An important place is assigned in Pordage's scheme to a kind of intermediate being termed Sophia, or heavenly wisdom, which he regarded as the radiance from the eye of eternity, and as the consort and attendant of the Trinity. He likewise affirmed a series of emanations or spirits possessed of the same substance as the Godhead. A lower sphere is occupied by the eternal spirits of angels and men; but while Adam's eternal spirit bore the spirits of his sons, the souls and bodies of angels and men are not immediately from God, but created from the essence of eternal nature. This eternal nature was not born of God, as was the eternal world, but was created by him from the divine chaos which concealed within itself the forces of the worlds. He also taught a coalescence of the inner man with the transfigured person of Christ, and had no sympathy with conditions in the Church of his time.
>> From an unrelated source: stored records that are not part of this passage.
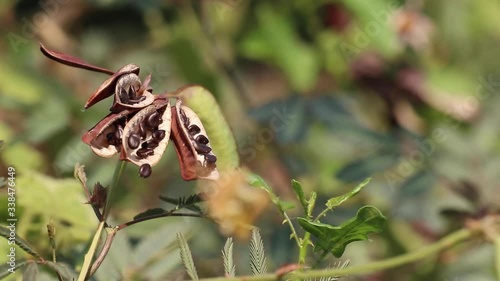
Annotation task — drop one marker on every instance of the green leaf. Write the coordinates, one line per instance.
(6, 233)
(297, 188)
(187, 258)
(149, 212)
(183, 202)
(334, 239)
(227, 257)
(30, 272)
(336, 201)
(258, 261)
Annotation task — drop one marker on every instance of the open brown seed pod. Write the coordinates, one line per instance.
(105, 138)
(192, 145)
(131, 93)
(146, 135)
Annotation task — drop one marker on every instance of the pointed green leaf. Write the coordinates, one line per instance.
(334, 239)
(6, 233)
(297, 188)
(227, 257)
(31, 272)
(336, 201)
(203, 103)
(187, 258)
(258, 261)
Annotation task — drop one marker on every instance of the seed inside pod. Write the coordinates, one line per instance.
(105, 138)
(192, 145)
(134, 140)
(145, 170)
(159, 135)
(154, 120)
(147, 134)
(202, 139)
(210, 158)
(202, 148)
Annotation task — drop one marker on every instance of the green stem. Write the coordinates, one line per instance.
(496, 241)
(446, 242)
(303, 248)
(87, 262)
(120, 166)
(294, 233)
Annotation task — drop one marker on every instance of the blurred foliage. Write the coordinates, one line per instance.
(328, 92)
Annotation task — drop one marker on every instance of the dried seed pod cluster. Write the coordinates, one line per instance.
(140, 125)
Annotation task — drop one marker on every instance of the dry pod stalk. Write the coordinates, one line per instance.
(192, 145)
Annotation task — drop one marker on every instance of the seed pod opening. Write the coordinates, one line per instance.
(146, 135)
(192, 145)
(105, 138)
(131, 93)
(107, 88)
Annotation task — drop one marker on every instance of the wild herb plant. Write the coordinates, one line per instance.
(138, 129)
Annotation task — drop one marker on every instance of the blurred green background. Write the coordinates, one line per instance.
(325, 92)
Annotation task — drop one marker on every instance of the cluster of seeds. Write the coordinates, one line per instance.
(199, 141)
(140, 124)
(115, 137)
(130, 96)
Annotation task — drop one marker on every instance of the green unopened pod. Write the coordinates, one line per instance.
(201, 101)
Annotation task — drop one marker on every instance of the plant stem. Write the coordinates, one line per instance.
(95, 242)
(446, 242)
(120, 166)
(303, 248)
(167, 214)
(496, 241)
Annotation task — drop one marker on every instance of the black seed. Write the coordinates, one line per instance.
(110, 137)
(202, 139)
(194, 130)
(118, 135)
(154, 120)
(142, 153)
(131, 93)
(210, 158)
(202, 148)
(152, 143)
(159, 134)
(145, 170)
(142, 130)
(134, 140)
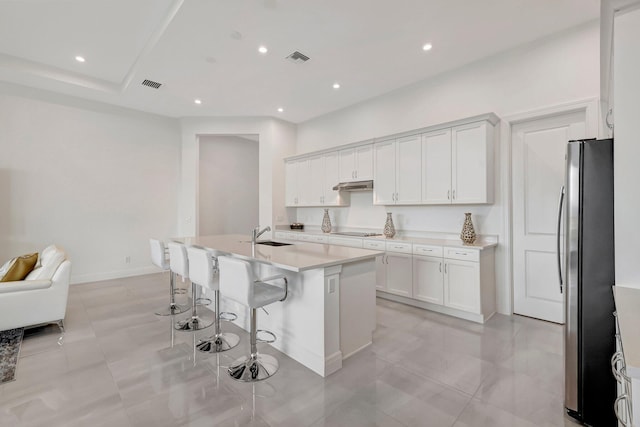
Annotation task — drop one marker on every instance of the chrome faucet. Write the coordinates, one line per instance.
(257, 233)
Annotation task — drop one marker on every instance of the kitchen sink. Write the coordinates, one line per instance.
(272, 243)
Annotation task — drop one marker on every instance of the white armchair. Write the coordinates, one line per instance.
(41, 297)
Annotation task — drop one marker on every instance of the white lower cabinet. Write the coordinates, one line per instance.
(454, 280)
(428, 279)
(462, 285)
(399, 275)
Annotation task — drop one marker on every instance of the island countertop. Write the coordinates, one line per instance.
(294, 257)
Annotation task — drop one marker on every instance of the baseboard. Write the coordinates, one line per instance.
(110, 275)
(478, 318)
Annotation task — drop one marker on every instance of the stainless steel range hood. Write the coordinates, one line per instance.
(354, 186)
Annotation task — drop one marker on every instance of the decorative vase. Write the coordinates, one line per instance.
(468, 234)
(389, 229)
(326, 222)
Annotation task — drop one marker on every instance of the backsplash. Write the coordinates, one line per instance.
(364, 214)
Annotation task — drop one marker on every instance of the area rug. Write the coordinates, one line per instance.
(9, 350)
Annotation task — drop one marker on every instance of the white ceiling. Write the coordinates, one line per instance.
(207, 49)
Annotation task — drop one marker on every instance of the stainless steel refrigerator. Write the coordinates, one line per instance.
(586, 270)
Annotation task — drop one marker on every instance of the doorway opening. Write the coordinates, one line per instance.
(228, 184)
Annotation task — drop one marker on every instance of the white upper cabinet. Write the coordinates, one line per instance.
(310, 181)
(397, 171)
(408, 168)
(384, 173)
(436, 167)
(450, 164)
(356, 164)
(297, 181)
(457, 165)
(472, 163)
(330, 179)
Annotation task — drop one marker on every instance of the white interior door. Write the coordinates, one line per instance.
(538, 163)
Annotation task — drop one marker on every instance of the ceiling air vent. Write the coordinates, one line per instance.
(151, 83)
(297, 57)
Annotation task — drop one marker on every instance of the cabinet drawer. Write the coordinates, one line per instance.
(462, 254)
(316, 238)
(374, 244)
(286, 236)
(405, 248)
(427, 250)
(345, 241)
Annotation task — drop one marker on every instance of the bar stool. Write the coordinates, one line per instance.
(238, 282)
(179, 264)
(159, 258)
(203, 270)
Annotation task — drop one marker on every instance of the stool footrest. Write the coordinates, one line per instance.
(203, 301)
(228, 316)
(267, 340)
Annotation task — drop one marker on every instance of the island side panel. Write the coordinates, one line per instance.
(357, 306)
(298, 322)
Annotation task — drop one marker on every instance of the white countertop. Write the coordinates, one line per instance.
(296, 257)
(628, 309)
(443, 240)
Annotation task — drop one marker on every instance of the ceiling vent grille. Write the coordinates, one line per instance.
(298, 57)
(151, 83)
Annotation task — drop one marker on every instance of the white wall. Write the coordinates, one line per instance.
(276, 141)
(553, 71)
(97, 180)
(228, 185)
(627, 146)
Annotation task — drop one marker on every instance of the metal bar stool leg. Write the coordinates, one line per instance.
(220, 341)
(195, 322)
(173, 307)
(256, 367)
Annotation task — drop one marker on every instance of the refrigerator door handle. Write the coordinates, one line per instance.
(560, 203)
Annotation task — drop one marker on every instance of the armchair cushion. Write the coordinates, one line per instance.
(20, 268)
(50, 260)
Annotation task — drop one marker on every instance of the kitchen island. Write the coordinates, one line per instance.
(329, 313)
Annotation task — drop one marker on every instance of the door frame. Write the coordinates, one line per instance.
(590, 107)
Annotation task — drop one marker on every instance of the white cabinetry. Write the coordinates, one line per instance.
(397, 170)
(397, 275)
(457, 165)
(310, 180)
(323, 175)
(436, 167)
(356, 164)
(297, 182)
(428, 279)
(472, 163)
(462, 285)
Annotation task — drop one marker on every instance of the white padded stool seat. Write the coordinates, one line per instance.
(238, 283)
(160, 258)
(203, 271)
(179, 264)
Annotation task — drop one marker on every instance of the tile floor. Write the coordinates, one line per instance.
(118, 367)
The principal works of Pordage were as follows: Truth appearing through the Clouds of undeserved Scandal (London, 1655); Innocency appearing through the dark Mists of Pretended Guilt (1655); A just Narrative of the Proceedings of the Commissioners of Berks . . . against John Pordage (1655); and the posthumous Theologia Mystica, or the Mystic Divinitie of the Æternal Indivisible (anonymous; 1683). From his manuscripts was translated Vier Tractätlein . . . Von der Aeusaeren Gebuhrt und Fleiachwerdung Jesu Christi . . . Von der Mystischen and innern Gebuhrt . . . .Vom Geiste des Glaubens ... Experimentale Entdeckungen von Vereinigungder Naturen, Essenzen, Tinduren, Leiber (Amsterdam, 1704). A number of other works never published in English are mentioned in an advertisement appended to Jane Lead's Fountain of Gardens (London, 1697; cf. DNB, xlvi. 151).


BIBLIOGRAPHY: The primal sources for a biography are Pordage's own writings, ut sup., ef. C. Fowler, Dæmonium meridianum. Being a . . . Relation of the Proceedings of the Commissioners . . . against J. Pordage With some Animadversions . . . upon a Book of . . J. Pordage, London, 1655. Consult further: G. Arnold, Unparteyische Kirchen- and Ketzorhistorie iv. 915, Frankfort, 1715; P. Poirot, Btbliotheca mysticoram selecta, p. 174, Amsterdam, 1708; A. à Wood, Athenæ Oxonisnsse, ed. P. Bliss, iii. 1098, iv. 405, 715, 4 vols., London, 1817-20; DNB:, xivi. 150-151.